Хаим Брукман погасил о подошву папиросу, тут же зажег новую и, обдавая Семена Ефремовича ароматным шведским дымом, заговорщически объявил:
— Вы хотите, чтоб его признали невменяемым?
— Кого? — растерялся Шахна.
— Вашего брата. Я знаю две тысячи пятьсот способов симуляции безумия… Могу, конечно, поделиться. Но вряд ли это поможет. Русская судебная психиатрия шагнула далеко вперед. Сейчас не екатерининские времена; экспертов на мякине не проведешь.
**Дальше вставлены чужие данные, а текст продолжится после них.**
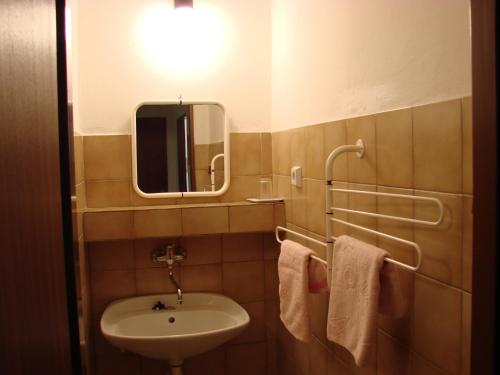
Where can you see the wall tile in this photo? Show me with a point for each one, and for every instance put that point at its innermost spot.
(362, 170)
(81, 196)
(137, 200)
(467, 145)
(272, 358)
(241, 247)
(441, 246)
(437, 144)
(102, 346)
(466, 332)
(246, 359)
(336, 367)
(157, 223)
(245, 154)
(266, 160)
(108, 193)
(201, 278)
(99, 226)
(205, 220)
(144, 247)
(392, 357)
(437, 323)
(107, 157)
(298, 149)
(244, 281)
(281, 141)
(467, 233)
(279, 214)
(154, 281)
(212, 362)
(420, 366)
(111, 255)
(272, 316)
(395, 148)
(335, 136)
(109, 286)
(256, 331)
(284, 190)
(315, 160)
(205, 249)
(251, 218)
(241, 188)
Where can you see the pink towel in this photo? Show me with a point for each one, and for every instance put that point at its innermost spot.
(318, 282)
(294, 277)
(362, 284)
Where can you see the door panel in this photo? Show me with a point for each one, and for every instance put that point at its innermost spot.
(34, 324)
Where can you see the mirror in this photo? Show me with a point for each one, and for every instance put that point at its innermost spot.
(180, 149)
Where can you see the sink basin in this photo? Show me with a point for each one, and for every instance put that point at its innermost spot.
(203, 322)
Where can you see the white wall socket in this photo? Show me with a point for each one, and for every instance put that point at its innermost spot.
(296, 176)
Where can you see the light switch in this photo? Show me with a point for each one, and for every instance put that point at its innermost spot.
(296, 176)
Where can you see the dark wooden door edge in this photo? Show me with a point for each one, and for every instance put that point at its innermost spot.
(66, 160)
(484, 97)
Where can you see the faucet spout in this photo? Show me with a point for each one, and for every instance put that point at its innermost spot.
(176, 284)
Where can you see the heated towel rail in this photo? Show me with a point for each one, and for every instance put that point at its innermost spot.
(330, 210)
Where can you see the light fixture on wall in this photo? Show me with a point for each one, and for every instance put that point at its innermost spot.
(183, 4)
(181, 41)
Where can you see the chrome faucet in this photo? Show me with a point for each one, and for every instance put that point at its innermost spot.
(170, 254)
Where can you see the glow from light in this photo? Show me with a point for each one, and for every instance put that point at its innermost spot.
(182, 40)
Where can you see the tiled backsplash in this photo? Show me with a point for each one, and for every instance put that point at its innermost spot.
(426, 150)
(241, 266)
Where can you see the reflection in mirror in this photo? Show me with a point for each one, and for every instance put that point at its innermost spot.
(179, 148)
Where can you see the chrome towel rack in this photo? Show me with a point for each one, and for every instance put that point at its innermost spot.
(279, 228)
(330, 209)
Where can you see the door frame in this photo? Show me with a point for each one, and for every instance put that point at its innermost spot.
(484, 330)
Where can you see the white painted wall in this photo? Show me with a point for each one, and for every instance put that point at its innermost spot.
(334, 59)
(280, 63)
(117, 69)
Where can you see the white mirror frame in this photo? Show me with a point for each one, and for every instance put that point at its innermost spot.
(227, 174)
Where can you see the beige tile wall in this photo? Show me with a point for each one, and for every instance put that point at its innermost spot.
(80, 256)
(108, 170)
(242, 266)
(427, 151)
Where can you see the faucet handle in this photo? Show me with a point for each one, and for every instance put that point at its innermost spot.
(159, 255)
(170, 254)
(178, 253)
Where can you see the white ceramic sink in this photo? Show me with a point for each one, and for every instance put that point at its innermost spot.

Они симулянта за версту чуют.
Доктор Брукман затянулся дымом, мечтательно закрыл глаза и в течение секунды, пока дым не увенчал нимбом его маленькую, как у столовой статуэтки, голову, вспоминал, видно, все две тысячи с половиной способов обмануть бдительное и непреклонное правосудие.
— Помощь нужна мне.
Он сказал это просто, как будто попросил напиться; если хорошенько подумать, он и просил напиться, надеясь, что у Хаима Брукмана отыщется для него два спасительных, два долгожданных глотка.
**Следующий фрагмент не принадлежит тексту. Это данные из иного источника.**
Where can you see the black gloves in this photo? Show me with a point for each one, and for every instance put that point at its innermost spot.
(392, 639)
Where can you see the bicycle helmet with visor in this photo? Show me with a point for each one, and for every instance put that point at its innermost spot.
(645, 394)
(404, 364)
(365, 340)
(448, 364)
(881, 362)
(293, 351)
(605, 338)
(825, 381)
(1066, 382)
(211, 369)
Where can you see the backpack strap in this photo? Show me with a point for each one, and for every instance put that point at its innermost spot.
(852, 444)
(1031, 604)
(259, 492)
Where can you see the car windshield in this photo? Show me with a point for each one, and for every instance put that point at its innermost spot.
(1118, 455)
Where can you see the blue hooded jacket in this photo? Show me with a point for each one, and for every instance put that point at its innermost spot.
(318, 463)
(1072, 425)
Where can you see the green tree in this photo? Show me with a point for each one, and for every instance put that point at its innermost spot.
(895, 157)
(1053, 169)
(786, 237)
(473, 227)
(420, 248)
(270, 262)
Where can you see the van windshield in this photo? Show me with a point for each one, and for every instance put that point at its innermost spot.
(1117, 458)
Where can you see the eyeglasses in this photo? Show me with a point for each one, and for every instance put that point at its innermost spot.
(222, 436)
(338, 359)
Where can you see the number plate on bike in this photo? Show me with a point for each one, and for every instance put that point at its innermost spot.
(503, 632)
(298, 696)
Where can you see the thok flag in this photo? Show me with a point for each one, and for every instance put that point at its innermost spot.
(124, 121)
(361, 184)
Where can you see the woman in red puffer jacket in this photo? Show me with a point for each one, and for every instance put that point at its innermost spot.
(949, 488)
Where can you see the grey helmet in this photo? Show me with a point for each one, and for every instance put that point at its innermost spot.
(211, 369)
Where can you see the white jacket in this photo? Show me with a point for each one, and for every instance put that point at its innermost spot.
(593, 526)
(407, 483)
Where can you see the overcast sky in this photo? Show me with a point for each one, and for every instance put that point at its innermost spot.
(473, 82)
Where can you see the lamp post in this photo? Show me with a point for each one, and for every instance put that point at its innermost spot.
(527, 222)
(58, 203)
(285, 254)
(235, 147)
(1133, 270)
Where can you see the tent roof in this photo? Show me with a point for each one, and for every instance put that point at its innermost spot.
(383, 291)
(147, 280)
Брукман посерьезнел, и Семен Ефремович поймал себя на мысли, что зря отнес его самого к умалишенным. Все врачи, лечащие душевные болезни, славятся своими странностями. Один гасит папиросы о штиблеты и складывает окурки в карман, другой все время моргает, третий кричит на больного, как извозчик на лошадь.
— Слушаю, — тихо сказал Брукман. — Только давайте заранее договоримся: ни слова… ни словечка вранья. Правда и только правда! Врать можно кому угодно — судье, отцу, жене, — только не психиатру. Мы должны знать о больном все. Женаты?
— Нет.
— Девственник?
— Нет.
— В роду душевнобольные были?
— Нет.
— Страх когда-нибудь испытывали?
— Что?
— Большой страх?
— Да.
Семен Ефремович, путаясь, возвращаясь к одному и тому же, рассказал этой вяленой рыбе все, что пережил до поступления на службу в жандармское управление.
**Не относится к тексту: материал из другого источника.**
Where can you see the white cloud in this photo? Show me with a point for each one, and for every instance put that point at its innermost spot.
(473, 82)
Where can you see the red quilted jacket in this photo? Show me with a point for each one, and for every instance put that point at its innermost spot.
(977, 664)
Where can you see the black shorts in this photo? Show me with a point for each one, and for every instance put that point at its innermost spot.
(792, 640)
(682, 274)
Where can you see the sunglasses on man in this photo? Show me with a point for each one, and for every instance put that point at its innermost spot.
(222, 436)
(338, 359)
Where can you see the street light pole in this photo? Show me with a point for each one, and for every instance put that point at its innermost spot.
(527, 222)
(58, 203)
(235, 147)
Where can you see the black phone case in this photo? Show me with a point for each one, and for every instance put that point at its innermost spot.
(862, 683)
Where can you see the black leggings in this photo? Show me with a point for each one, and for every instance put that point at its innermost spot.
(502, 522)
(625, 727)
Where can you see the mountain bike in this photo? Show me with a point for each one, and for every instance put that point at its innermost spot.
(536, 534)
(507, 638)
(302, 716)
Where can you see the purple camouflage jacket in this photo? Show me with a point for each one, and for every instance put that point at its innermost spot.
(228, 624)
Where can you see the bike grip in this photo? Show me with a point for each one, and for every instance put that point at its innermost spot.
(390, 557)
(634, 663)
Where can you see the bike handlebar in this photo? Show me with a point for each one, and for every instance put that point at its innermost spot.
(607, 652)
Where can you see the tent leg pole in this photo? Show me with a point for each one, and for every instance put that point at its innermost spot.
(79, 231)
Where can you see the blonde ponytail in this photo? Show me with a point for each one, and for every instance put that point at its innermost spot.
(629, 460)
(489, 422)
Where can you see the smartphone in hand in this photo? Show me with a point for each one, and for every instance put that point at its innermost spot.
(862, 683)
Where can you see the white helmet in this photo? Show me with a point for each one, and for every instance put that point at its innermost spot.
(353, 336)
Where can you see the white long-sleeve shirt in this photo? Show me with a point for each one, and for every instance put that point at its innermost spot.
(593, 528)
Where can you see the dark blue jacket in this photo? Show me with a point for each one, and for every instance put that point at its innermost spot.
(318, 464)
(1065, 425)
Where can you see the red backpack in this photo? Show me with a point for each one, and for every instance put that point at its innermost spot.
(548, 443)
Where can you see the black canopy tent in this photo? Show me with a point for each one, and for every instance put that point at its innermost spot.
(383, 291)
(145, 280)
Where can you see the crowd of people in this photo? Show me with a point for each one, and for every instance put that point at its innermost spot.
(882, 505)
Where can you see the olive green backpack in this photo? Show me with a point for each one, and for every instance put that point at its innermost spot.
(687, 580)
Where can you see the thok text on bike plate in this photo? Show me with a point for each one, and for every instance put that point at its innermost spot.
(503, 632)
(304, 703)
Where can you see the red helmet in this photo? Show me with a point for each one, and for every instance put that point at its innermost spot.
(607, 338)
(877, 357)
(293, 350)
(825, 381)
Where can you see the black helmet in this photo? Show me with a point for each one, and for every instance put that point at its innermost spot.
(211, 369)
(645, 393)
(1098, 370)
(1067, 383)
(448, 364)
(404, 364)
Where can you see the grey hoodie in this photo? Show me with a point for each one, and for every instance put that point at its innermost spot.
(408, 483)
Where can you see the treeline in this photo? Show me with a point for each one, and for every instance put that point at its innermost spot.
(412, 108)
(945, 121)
— Так, так, — приговаривал Брукман. — А сейчас что с вами происходит?
— Ничего… Только бабочка изредка летает.
— Какая бабочка?
Брукман вынул портсигар, щелкнул крышкой, протянул Семену Ефремовичу, и тот, никогда в жизни не куривший, с благодарностью, двумя пальцами взял папиросу, вложил в рот, прикоснулся дрожащими губами к тонкой, прохладной бумаге; доктор чиркнул спичкой, поднес к Шахне, и в свете огонька, а может быть, из самого этого скудного света, как из кокона, вышелушилась бабочка и взлетела вверх. Семен Ефремович боялся пошевелиться. Задрав голову, он смотрел на светильник под потолком, который был похож на ту же бабочку, только во сто крат увеличенную.
— Когда вы ее впервые увидели? Где?..
— В тюрьме… у брата… в камере смертника.
— Так, так, — постукивал Хаим Брукман шведской папиросой о свой позолоченный портсигар, и стук этот напоминал Семену Ефремовичу измельченную барабанную дробь перед казнью. — Вы где-нибудь работаете?